Zacharias was chosen to burn incense in the temple of the Lord. It was an important occasion, since it only happened once in the lifetime of a priest. While he was in the temple, Gabriel, an angel of the Lord, appeared to him and talked to him about me. The angel said we would have a son and we were to name him John. His purpose would be to go ahead of the coming Messiah, with the power and spirit of Elijah. Zacharias questioned the angel who then made him speechless to prove he was from God. After my husband was done with his religious duties, he returned to our home in the hill country in Judea. With sign language, he told me what had happened and shortly thereafter, I became pregnant.
I raised my boy, John, in a righteous manner. I did everything I could to see that his life was godly. Perhaps you can imagine the tremendous joy my only child brought into my life, especially when I thought all hope was lost. He grew strong spiritually and was very close to God. He lived an isolated life in the wilderness until he started his ministry. Then, all his strength and his entire life was dedicated to bringing people into a righteous relationship with God and preparing them for Jesus who would follow him.
John confronted people with their sins and what they should do about their lives. There was no middle ground with him. He demanded repentance. He let people know that God does not treat sin lightly and that people must change from their old patterns of sinful living. He knew Jesus Christ and he baptized him in the Jordan River. He deliberately confronted Herod about his sinful relationship with his wife who was his half-brother's former wife and his other half-brother's daughter. Herod was amused by John's blunt, brave tactics concerning his respect for God. But, of course, he didn't like to be criticized about anything, whether it was correct or not. Herod put him in prison. It was a convenient disciplinary measure, although he actually admired John for his honesty and for taking a stand for what he knew to be true no matter how dangerous it was. However, his wife was angry about John's accusations. She demanded that my son be murdered. Herod did not want to stand up to his wife, and so for her, my only son whom I had waited and longed for, my son whom I cherished and raised and dedicated to the Lord was senselessly murdered. He was only a little over 30 years old and had just begun his ministry. He had his entire life ahead of him. I wondered why this had happened. I wondered why someone didn't do something to Herod about it. I wondered how God expected me to react to this horrible and sudden tragedy. How was I to go on living after this, especially when Herod had no conscience about the murder and went on living day after day as though nothing had happened?

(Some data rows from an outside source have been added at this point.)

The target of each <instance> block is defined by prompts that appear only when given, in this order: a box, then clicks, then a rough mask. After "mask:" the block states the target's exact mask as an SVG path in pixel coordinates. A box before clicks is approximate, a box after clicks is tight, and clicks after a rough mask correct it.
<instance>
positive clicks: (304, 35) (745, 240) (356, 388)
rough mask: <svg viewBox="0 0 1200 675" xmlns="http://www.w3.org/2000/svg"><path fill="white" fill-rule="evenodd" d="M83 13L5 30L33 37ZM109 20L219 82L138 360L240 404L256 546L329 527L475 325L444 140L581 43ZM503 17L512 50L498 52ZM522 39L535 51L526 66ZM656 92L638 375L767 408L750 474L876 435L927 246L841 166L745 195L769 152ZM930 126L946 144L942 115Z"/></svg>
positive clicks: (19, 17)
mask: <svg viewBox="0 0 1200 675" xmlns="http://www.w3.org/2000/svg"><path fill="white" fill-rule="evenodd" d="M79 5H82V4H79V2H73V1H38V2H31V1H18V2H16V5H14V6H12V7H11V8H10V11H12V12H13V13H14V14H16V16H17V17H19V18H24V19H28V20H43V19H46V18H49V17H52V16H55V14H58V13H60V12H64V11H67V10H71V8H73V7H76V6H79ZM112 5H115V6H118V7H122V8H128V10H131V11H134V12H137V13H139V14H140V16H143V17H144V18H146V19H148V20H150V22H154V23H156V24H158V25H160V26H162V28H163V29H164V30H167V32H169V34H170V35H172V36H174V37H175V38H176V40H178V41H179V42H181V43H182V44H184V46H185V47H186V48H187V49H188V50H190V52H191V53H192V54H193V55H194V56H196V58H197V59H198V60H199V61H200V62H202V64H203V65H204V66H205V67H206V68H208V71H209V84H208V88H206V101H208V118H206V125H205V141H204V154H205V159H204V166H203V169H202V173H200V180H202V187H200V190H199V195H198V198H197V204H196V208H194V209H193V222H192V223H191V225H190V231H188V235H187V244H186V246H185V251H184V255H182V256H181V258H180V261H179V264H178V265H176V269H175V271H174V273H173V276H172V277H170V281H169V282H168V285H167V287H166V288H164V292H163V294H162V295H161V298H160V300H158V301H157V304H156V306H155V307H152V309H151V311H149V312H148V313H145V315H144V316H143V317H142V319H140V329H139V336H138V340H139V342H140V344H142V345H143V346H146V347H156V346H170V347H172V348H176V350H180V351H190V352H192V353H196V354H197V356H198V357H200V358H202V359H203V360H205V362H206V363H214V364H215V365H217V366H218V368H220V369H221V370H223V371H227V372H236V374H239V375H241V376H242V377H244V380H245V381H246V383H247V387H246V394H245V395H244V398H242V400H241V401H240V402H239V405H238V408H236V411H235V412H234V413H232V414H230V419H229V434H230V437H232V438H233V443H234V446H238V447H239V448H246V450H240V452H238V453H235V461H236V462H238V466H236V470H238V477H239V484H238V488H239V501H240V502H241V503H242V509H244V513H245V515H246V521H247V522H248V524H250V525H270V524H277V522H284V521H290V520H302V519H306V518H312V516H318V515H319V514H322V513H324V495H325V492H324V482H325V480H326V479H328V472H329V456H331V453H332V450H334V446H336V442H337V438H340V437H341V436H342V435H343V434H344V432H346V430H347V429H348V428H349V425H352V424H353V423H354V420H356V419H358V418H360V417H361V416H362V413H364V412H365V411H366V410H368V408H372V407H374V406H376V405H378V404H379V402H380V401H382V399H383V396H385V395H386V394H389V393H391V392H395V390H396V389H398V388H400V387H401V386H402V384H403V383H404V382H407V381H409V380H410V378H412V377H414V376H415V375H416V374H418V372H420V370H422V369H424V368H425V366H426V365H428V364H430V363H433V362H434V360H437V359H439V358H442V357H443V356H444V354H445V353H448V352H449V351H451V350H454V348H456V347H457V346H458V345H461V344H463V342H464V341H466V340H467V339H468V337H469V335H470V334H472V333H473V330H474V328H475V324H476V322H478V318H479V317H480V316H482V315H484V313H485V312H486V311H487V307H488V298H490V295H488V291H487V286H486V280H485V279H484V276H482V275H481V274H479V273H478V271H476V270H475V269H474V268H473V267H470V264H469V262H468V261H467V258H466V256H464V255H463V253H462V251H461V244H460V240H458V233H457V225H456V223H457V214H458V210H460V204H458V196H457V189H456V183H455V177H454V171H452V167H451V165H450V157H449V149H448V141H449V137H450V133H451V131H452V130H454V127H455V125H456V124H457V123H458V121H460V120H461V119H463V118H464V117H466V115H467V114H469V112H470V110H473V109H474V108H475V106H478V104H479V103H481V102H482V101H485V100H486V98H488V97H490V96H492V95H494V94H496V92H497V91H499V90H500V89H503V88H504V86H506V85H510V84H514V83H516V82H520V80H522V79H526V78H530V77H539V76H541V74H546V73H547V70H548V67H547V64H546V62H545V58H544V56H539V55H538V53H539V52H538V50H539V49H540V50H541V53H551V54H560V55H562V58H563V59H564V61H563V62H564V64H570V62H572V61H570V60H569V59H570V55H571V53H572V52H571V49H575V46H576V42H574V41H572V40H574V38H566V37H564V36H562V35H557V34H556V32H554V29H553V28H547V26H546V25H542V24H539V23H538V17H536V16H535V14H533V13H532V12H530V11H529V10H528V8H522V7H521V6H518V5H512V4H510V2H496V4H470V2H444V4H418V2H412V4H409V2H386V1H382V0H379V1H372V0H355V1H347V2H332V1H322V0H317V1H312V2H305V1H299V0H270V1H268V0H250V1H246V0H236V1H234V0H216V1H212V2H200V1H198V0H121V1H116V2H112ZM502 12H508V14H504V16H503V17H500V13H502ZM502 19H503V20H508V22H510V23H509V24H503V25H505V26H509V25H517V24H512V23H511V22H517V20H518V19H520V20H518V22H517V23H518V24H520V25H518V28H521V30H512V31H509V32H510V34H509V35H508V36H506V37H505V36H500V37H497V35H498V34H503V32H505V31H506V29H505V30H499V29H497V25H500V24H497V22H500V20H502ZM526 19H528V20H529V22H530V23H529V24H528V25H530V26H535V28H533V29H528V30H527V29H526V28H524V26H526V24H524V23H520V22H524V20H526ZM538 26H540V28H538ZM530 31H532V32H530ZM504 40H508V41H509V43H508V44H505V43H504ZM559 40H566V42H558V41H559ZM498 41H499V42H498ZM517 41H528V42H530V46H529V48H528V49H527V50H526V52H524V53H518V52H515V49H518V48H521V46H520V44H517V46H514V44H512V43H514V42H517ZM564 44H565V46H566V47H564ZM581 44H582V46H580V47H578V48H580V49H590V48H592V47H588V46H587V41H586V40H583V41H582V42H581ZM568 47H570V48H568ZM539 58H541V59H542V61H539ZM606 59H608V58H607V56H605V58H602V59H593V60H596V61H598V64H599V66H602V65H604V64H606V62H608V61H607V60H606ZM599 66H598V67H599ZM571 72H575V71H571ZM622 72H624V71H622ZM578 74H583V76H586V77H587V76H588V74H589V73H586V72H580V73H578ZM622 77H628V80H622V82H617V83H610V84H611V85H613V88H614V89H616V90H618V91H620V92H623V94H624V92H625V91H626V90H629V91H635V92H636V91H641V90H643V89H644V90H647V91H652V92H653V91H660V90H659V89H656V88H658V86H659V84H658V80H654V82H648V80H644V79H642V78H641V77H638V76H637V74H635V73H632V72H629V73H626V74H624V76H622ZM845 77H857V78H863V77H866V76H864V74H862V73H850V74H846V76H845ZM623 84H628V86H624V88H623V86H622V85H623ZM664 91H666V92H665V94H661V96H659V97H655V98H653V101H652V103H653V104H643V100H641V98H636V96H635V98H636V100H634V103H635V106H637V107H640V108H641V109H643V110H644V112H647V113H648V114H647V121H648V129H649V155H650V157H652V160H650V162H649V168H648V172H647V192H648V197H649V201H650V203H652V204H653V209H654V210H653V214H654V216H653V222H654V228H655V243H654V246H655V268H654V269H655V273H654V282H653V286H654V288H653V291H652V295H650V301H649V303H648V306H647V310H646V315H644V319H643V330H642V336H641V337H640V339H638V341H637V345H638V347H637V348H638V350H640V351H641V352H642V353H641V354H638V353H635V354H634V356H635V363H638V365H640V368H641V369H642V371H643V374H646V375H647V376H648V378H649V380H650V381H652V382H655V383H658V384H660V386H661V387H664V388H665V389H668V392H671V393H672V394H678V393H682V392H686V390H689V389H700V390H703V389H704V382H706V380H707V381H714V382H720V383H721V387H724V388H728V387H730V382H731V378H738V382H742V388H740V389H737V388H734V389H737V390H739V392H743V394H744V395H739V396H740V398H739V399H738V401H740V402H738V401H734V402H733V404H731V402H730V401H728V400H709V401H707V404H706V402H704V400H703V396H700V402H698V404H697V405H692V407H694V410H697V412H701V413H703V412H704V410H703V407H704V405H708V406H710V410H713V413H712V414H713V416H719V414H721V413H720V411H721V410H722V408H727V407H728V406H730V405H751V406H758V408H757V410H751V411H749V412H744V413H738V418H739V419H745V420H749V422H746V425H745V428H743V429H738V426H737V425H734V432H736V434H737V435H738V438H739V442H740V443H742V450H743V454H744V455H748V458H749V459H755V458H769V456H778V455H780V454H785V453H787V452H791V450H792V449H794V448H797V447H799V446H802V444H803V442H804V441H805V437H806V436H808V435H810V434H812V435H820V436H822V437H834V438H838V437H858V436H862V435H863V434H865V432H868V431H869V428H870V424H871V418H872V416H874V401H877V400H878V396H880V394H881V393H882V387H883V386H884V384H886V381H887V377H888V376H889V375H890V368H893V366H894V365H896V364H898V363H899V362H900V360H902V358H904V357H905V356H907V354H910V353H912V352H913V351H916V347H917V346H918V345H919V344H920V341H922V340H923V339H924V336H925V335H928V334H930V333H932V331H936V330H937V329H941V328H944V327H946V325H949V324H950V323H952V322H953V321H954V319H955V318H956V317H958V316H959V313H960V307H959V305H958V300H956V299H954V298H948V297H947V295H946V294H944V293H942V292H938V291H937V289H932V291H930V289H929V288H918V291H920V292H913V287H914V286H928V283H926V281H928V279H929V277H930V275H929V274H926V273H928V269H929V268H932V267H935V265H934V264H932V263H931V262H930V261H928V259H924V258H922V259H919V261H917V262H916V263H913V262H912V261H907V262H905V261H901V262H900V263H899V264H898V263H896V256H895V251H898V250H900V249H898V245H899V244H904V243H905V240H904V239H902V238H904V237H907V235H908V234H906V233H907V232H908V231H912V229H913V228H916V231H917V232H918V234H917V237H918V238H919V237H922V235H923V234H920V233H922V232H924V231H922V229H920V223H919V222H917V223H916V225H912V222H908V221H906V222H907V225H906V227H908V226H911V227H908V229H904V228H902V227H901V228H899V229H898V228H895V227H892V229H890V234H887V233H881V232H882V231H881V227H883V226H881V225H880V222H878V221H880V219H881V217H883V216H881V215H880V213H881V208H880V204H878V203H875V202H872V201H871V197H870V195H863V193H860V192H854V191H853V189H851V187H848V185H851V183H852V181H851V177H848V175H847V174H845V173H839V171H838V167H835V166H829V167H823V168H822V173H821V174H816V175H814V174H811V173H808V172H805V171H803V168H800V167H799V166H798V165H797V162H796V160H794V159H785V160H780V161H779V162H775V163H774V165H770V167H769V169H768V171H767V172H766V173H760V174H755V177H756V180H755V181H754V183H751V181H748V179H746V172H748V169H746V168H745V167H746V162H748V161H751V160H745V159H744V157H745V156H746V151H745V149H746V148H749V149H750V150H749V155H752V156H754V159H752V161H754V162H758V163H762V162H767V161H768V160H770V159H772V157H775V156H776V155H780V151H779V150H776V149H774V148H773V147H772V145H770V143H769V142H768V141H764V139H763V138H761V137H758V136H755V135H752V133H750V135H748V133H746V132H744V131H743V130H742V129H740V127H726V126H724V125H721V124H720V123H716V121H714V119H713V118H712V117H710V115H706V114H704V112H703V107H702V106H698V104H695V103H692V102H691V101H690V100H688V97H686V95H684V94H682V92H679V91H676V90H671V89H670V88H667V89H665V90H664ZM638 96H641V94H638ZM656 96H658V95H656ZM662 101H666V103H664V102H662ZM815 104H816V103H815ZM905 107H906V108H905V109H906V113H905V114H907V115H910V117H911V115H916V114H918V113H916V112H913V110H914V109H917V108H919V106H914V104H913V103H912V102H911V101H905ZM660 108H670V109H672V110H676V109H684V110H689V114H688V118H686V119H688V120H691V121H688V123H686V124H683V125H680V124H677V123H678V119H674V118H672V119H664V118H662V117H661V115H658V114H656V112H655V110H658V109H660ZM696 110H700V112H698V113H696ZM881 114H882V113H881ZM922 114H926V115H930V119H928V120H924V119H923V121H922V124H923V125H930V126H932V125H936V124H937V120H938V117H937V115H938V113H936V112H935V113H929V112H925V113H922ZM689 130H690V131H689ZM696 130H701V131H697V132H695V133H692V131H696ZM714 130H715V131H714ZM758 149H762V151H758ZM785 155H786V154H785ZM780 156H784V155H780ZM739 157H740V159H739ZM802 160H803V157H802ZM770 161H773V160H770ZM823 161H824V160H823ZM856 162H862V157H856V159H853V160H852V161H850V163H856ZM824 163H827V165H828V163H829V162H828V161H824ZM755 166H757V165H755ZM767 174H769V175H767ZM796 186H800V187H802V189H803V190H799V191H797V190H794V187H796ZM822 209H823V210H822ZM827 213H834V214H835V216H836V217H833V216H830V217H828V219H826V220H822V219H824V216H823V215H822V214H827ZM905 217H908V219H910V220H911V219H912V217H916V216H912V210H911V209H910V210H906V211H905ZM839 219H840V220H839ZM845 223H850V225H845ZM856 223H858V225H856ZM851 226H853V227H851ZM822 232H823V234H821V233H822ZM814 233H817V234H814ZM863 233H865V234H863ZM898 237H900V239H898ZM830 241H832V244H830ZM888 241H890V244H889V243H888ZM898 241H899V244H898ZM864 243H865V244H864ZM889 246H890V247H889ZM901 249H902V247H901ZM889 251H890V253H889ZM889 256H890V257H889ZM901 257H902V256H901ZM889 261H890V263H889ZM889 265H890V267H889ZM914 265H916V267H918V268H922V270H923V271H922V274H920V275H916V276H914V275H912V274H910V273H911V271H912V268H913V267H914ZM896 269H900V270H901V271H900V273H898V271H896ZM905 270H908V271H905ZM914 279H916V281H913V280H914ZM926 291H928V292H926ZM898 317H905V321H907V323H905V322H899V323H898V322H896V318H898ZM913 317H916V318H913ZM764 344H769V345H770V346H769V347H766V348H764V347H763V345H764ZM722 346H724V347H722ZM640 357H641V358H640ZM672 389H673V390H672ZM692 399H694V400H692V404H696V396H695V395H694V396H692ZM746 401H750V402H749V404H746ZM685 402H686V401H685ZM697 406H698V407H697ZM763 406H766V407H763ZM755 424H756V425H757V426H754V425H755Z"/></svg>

John was my only son. He died because he took a stand for our Messiah. My only consolation is that I realize that God knows our sorrows and suffering. I am positive that God has a special place in heaven for mothers because of what we must go through, because of what we do not understand, and because of all our private, unrelenting, and difficult struggles trying to raise our children in a godly manner. Someday I shall see my son John again. I know it. I know that eternity is a reality. I wish he hadn't died, but I know he is in heaven now and he is fine. I am proud that he died for what he believed in. He is in heaven with Christ and I shall see him when it is my turn to go home.